Mike Kronish wouldn’t even deign to pick up the phone when he called. Sam Wodica broke the news. The caucus had convened, a vote had been taken, and his partnership was thereby revoked.

“It wasn’t just your appearance at trial, Tim,” said Wodica. “Your wife?”

“She’s not dying.”

“No shit.”

He thought he should have been present for the caucus. He should have been allowed to defend himself. They were lawyers. Weren’t they familiar with due process?

“Does R.H. know about my wife?”

“For fuck’s sake,” said Wodica. “You don’t just want us to lose the revenue? Let’s open ourselves up to malpractice, too?”

“I don’t see how what I did constitutes malpractice.”

“Just what the fuck did you do, Tim? Huh, please allow me to ask. Just what the fuck did you do?”

It settled in, the enormity of a crumbling life. Twenty-one years. The firm had been a second home. Now Frank Novovian would not even be required to greet him. Maybe Frank would look at him and say, “I’m sorry, Mr. Farnsworth. I’m not allowed to let you up.” And he might say, “Twenty-one years, Frank.”

He and Wodica briefly discussed R.H.’s conviction. The only good news was that New York State didn’t allow the death penalty. The presentencing report was due in a few weeks, and then R.H. would be sent off. How would R.H. have fared if Tim had been able to see his case through to the end? If Tim had been allowed to finish the pretrial preparations, to help in jury selection, to argue and object? He was certain that right now they would be celebrating R.H.’s acquittal.

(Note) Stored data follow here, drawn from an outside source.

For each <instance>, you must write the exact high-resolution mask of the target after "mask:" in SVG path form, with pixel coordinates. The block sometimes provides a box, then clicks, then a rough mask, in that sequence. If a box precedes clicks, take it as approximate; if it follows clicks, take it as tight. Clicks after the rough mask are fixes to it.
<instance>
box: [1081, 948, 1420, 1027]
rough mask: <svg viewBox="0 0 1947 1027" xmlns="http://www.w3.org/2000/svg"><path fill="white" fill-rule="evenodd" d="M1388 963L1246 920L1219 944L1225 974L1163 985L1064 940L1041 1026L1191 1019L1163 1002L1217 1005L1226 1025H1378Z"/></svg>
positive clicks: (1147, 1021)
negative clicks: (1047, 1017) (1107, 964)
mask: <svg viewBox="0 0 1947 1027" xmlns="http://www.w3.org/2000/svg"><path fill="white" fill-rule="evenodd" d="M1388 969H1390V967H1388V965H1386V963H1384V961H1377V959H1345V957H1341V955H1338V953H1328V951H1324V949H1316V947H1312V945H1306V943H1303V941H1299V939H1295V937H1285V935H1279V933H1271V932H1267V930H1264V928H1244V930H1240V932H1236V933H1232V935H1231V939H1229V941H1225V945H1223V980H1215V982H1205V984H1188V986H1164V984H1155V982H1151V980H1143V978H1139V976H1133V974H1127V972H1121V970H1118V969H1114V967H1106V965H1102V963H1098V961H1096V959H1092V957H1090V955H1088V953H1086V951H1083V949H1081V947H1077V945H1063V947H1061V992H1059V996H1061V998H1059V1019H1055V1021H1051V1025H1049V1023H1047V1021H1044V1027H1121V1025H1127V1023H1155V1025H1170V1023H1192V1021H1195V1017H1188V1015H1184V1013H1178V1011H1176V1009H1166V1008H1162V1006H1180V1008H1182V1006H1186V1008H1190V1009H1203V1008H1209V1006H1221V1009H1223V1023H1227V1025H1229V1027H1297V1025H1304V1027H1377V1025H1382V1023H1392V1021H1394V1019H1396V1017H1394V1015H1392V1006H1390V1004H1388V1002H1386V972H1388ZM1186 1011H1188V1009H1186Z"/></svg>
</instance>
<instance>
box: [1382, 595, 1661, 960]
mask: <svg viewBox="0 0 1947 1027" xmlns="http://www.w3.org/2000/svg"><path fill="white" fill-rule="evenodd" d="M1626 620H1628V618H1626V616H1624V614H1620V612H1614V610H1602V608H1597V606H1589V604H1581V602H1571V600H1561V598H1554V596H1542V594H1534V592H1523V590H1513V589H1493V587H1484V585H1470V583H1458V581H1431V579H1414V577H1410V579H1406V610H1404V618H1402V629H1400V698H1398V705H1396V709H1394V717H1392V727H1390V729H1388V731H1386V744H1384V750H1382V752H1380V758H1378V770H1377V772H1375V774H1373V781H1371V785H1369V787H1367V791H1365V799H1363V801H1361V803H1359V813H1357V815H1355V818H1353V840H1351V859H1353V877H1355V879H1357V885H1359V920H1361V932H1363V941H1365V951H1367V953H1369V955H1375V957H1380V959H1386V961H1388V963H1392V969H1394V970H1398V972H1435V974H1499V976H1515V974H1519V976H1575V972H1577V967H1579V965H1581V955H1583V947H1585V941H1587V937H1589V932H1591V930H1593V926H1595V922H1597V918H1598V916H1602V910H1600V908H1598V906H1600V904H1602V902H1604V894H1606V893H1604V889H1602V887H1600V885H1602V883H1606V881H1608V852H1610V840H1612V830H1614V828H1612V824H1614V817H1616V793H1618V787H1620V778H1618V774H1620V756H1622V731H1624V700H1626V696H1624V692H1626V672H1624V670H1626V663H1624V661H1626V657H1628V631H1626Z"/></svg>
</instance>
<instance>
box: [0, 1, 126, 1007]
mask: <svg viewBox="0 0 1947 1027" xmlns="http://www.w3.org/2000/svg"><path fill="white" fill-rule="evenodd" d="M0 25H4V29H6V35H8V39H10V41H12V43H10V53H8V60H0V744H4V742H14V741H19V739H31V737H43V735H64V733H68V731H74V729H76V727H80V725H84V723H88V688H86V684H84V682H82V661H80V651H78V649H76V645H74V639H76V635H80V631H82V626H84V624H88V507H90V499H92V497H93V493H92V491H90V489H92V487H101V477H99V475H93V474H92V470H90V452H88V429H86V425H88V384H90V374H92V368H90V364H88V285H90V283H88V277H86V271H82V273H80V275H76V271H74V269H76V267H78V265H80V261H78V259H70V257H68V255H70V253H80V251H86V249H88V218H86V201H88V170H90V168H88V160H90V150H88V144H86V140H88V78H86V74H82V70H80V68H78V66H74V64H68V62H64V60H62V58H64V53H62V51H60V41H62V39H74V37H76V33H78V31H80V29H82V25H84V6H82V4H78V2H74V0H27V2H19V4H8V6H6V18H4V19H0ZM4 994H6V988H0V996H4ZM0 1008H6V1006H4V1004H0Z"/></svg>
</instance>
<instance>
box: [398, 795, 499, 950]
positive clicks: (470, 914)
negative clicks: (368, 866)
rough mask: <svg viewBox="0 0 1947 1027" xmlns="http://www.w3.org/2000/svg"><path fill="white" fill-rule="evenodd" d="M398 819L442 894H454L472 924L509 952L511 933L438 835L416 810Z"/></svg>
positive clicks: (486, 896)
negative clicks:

He called Detective Roy from time to time, and Fritz Weyer to see what progress had been made on his end. Fritz had calls in to friends at the department and one of his guys searching databases for a possible match on the face in the sketch. Maybe they’d get lucky.

26

He was at the firm again, dressed in suit and tie and standing before his fellow partners. R.H. was there, as were Jane and Becka. He had to campaign for his job. He said he should not be blamed for R.H.’s conviction because R.H. was guilty. Detective Roy began to applaud. Tim looked at R.H. sitting at the defense table, attempting to conceal his weeping. He approached R.H. and whispered to him, “Don’t worry, I know you’re innocent.” R.H. thanked him. The assistant district attorney who had tried the case was now itemizing all of the infractions Tim had committed: the internal lies, the false statements to authorities, the unprofessional conduct. She concluded with a passionate plea to the jury that they expel him from the firm. The judge stood up and poured sand from his shoes. It was Sam Wodica in a black gown and sun visor. He peered over to the other partners in the jury box and gave them a big thumbs-up. Jane was at the defense table comforting R.H. Mike Kronish entered the courtroom and tried to yank Tim’s pants down. Tim grabbed at his pants to keep them up because he did not want his pants to go down when he was fighting for his job. But Kronish was strong. He wanted everyone to see Tim with his pants down. Tim tried to push Kronish away but Kronish was now on top of him on the courtroom floor in front of Judge Wodica while a sketch artist documented the scene. Kronish gripped the back of Tim’s neck to make it easier to take his pants down. Tim lost track of the people in the room because his head was pinned to the ground and little courtroom rocks were digging into his skin. He was trying to swat Kronish away. It was hard with Kronish on top of him. It was only when Kronish succeeded in getting his pants down and exposing Tim that Tim woke up and realized that his pants were really down and that his head was pinned against crumbling blacktop.